Vous possédez un compte ?
Connectez-vous pour payer plus vite.

L'anémie, définie par une diminution du taux d'hémoglobine sanguine, relève d'un diagnostic strictement médical : elle s'inscrit dans un continuum clinique qui mêle enquête étiologique, bilan biologique et prise en charge thérapeutique spécifique. Si l'alimentation peut contribuer à soutenir un statut martial satisfaisant et accompagner une récupération, elle n'a vocation ni à poser le diagnostic, ni à se substituer à la prescription médicale d'une supplémentation en fer, en vitamine B12 ou en folates. Cet article propose un panorama documenté des aliments à privilégier dans le cadre d'une hygiène alimentaire adaptée aux besoins en fer, B12 et folates, en détaillant les sources héminiques, non héminiques, les cofacteurs d'absorption et les associations utiles, sans se substituer à un avis médical et en rappelant la nécessité d'un suivi biologique auprès d'un professionnel de santé.

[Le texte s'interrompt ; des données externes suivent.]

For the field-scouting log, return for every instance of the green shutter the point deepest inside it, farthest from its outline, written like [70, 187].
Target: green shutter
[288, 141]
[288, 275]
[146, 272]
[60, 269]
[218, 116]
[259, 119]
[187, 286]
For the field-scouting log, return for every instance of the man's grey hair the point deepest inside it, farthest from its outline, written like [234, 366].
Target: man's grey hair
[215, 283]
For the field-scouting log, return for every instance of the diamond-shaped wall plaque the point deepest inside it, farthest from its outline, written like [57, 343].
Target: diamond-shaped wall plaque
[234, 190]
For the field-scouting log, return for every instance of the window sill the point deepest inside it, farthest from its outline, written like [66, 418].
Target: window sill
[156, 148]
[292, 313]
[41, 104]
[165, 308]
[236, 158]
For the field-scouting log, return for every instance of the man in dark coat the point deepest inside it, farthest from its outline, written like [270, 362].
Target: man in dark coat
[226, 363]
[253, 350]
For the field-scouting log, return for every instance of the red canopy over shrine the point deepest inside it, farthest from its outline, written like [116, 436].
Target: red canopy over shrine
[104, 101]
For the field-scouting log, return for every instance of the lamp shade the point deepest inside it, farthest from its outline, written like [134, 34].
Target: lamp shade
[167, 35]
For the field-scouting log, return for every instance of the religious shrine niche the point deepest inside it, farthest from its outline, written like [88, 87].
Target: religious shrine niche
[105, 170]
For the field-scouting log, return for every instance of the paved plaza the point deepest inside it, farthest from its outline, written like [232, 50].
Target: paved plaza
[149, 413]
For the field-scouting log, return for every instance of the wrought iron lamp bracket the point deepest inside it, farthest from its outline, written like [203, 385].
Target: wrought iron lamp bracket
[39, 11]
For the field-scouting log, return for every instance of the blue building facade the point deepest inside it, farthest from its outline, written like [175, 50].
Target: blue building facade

Avant toute démarche nutritionnelle ciblée, il est fondamental de rappeler que l'anémie n'est pas un symptôme à interpréter seul. Elle est objectivée par un hémogramme, complété par un dosage de la ferritine, de la transferrine, parfois des réticulocytes, de la vitamine B12 et des folates sériques. Seul un médecin est en mesure d'en identifier la cause, qu'il s'agisse d'une carence nutritionnelle, d'un saignement chronique, d'une malabsorption, d'une pathologie inflammatoire ou hématologique. L'Assurance maladie (ameli.fr) rappelle que toute suspicion d'anémie justifie une consultation médicale sans délai [1].
Une fatigue persistante inexpliquée, une pâleur cutanée, un essoufflement à l'effort modéré, des palpitations, des maux de tête ou des vertiges doivent orienter vers une consultation médicale. Chez la femme, les règles abondantes, la grossesse et l'allaitement augmentent les besoins en fer. Chez les seniors et les personnes aux régimes très restrictifs, le risque de carence en B12 ou en folates nécessite une vigilance particulière.
La production des globules rouges, ou érythropoïèse, mobilise trois nutriments essentiels. Le fer entre dans la composition de l'hémoglobine et participe au transport normal de l'oxygène dans l'organisme. La vitamine B12 (cobalamine) intervient dans la maturation des globules rouges et le métabolisme cellulaire. Les folates (vitamine B9) interviennent dans la synthèse de l'ADN et, à ce titre, dans la division des précurseurs érythrocytaires [2]. Sur le plan des allégations encadrées, le fer, la vitamine B9 et la vitamine B12 contribuent à la formation normale des globules rouges, et le fer contribue à une formation normale de l'hémoglobine ainsi qu'à réduire la fatigue. Les apports nutritionnels de référence indiqués ci-dessous suivent les valeurs publiées par l'ANSES [3].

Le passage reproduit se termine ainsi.